Dissertation Defense: Kate Steir
Candidate: Kate Steir
Major: History
Advisor: Alison F. Games, Ph.D.
Title: Provisions of Power: Food and Scarcity in Jamaica 1730-1790
Concerns about food scarcity are a consistent theme in many of the records from eighteenth century Jamaica. During moments of crises seemingly unrelated to food and provisioning these concerns became even more prominent in the sources. Each human being needs food to survive, and yet their choices about what kinds of food are tasty and appropriate are both individual and reflective of cultural and societal norms. In eighteenth-century Jamaica residents of the island, free and enslaved, made choices about what kinds of food they would consume and under what circumstances. Frequently these choices led to a scarcity or perceived scarcity of food.

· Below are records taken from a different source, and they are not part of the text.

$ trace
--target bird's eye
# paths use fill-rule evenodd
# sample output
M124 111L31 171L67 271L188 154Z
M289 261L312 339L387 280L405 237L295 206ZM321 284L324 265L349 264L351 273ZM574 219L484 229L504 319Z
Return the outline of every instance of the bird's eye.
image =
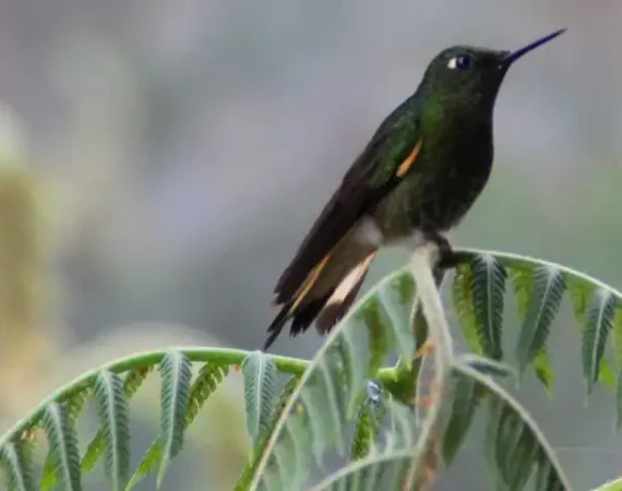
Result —
M454 57L450 61L447 61L447 68L450 70L467 70L470 65L470 58L467 56L464 57Z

These experiences of scarcity provide a common lens for understanding how people of different legal statuses reacted to the crises they encountered. Exploring what different groups of people chose to eat provides a new understanding of different approaches to military strategy during violent conflicts, as well as a means of contextualizing the responses that different residents of Jamaica had to natural disasters. The need for everyone to access food existed alongside planters’ economic choices to prioritize export crops over provisions. This tension between profit and survival allowed for food to become a tool of negotiation around which different Jamaican communities communicated. All these attributes make food scarcity a vital means of interpreting events on an island that was the economic hub of the growing eighteenth-century Atlantic world. This dissertation will therefore focus on three case studies, examining three different kinds of crises to see what impact these events had on how people fed themselves, as well as considering what choices they made when they were not faced to an acute local crisis.
Eighteenth-century Jamaica was a difficult place to survive in. Yet, those who did survive the brutal labor system, punishing disease environment, and frequent natural disasters participated in an exchange of sugar, wealth, and human beings that changed life for people across the globe. Understanding how these participants procured the food necessary for survival, and crucially, the barriers they created to doing so provides an unparalleled view of the cultural and social limits of the Jamaican imagination.